Continuing from last week’s post about teaching pronunciation, Robin Walker, author of Teaching the Pronunciation of English as a Lingua Franca, talks to us about the challenges of teaching and learning pronunciation.

Q: What are the challenges for teachers when teaching pronunciation?

RW: The main challenge is the need to gain and maintain an adequate level of pronunciation knowledge and competence in each of three areas:

  • your own competence in the pronunciation of English. This doesn’t mean having a perfect accent (whatever that means), but there is obviously a minimum competence with pronunciation, just as there is with grammar or vocabulary.
  • your knowledge of how the pronunciation of English works. Obviously if you don’t understand this, it’s unlikely that you’ll be very effective in helping your learners to improve their pronunciation.
  • your competence in terms of teaching strategies and techniques. It’s not enough to know ‘about’ pronunciation, or even to be a native speaker. You also need to know as much as you can about teaching pronunciation to others.

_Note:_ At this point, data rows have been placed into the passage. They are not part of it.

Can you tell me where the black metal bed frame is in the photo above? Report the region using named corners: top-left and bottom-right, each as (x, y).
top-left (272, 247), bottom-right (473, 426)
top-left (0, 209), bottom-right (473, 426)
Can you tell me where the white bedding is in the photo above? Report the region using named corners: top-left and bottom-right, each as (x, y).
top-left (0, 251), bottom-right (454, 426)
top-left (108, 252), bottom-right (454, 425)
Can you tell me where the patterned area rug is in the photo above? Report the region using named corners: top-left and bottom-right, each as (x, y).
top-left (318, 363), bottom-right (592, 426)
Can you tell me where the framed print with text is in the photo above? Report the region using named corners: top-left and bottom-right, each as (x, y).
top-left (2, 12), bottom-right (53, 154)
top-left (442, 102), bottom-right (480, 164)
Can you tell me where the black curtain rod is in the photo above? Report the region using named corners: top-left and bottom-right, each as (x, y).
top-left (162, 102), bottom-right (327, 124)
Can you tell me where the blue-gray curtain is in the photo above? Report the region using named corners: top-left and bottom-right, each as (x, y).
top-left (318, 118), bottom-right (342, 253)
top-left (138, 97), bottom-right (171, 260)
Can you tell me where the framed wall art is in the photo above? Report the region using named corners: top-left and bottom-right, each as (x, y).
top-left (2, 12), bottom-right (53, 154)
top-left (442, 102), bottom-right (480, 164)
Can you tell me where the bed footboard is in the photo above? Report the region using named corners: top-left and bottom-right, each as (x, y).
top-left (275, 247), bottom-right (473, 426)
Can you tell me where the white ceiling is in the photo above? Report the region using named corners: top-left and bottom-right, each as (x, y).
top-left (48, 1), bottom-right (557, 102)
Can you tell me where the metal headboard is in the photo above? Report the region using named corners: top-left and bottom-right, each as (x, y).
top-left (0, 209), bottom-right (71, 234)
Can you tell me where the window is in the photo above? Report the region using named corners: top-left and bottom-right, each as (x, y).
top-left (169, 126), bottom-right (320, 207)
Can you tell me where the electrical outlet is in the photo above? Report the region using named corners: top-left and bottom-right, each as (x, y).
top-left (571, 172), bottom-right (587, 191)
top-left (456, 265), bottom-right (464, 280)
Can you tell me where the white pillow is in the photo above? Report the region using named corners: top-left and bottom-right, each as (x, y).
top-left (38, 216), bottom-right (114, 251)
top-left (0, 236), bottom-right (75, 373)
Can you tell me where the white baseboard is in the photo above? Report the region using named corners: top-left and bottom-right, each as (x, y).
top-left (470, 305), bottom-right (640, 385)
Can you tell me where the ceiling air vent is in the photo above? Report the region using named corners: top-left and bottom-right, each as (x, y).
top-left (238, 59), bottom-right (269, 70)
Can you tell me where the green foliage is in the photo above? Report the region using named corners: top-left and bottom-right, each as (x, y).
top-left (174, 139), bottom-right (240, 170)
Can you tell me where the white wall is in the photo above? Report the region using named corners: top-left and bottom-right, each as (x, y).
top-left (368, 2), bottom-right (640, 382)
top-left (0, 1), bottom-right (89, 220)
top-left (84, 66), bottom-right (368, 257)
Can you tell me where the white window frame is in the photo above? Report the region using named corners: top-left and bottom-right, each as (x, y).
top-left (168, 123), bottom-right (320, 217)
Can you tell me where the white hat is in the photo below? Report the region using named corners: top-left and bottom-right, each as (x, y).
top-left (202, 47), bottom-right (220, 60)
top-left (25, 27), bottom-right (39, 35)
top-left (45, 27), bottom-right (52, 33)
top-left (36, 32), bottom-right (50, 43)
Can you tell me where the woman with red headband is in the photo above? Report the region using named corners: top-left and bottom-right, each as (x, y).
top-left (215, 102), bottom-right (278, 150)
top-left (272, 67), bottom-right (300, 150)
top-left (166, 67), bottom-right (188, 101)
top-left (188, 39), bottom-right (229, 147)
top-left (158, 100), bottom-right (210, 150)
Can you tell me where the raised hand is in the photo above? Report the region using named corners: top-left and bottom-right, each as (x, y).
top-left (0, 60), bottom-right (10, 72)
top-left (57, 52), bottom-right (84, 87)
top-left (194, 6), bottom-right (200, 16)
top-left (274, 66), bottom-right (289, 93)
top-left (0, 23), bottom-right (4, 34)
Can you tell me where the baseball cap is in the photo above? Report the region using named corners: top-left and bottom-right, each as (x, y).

Q: What challenges do students face when learning pronunciation?

RW: The first challenge is to do with the distance between their mother-tongue pronunciation and that of English. In that respect Dutch, Polish, or Scandinavian students, for example, have a lot less of a mountain to climb than Spanish, Greek, or Japanese learners.

A major challenge for most adult learners of English, however, is to ‘re-tune’ their ears so that they become sensitive to sounds and other features of English that don’t exist in their mother tongue pronunciation. I’m struggling right now with some of the consonants of Polish precisely because we don’t have these sounds in English. And if you can’t hear a sound, you’re not going to be able to pronounce it.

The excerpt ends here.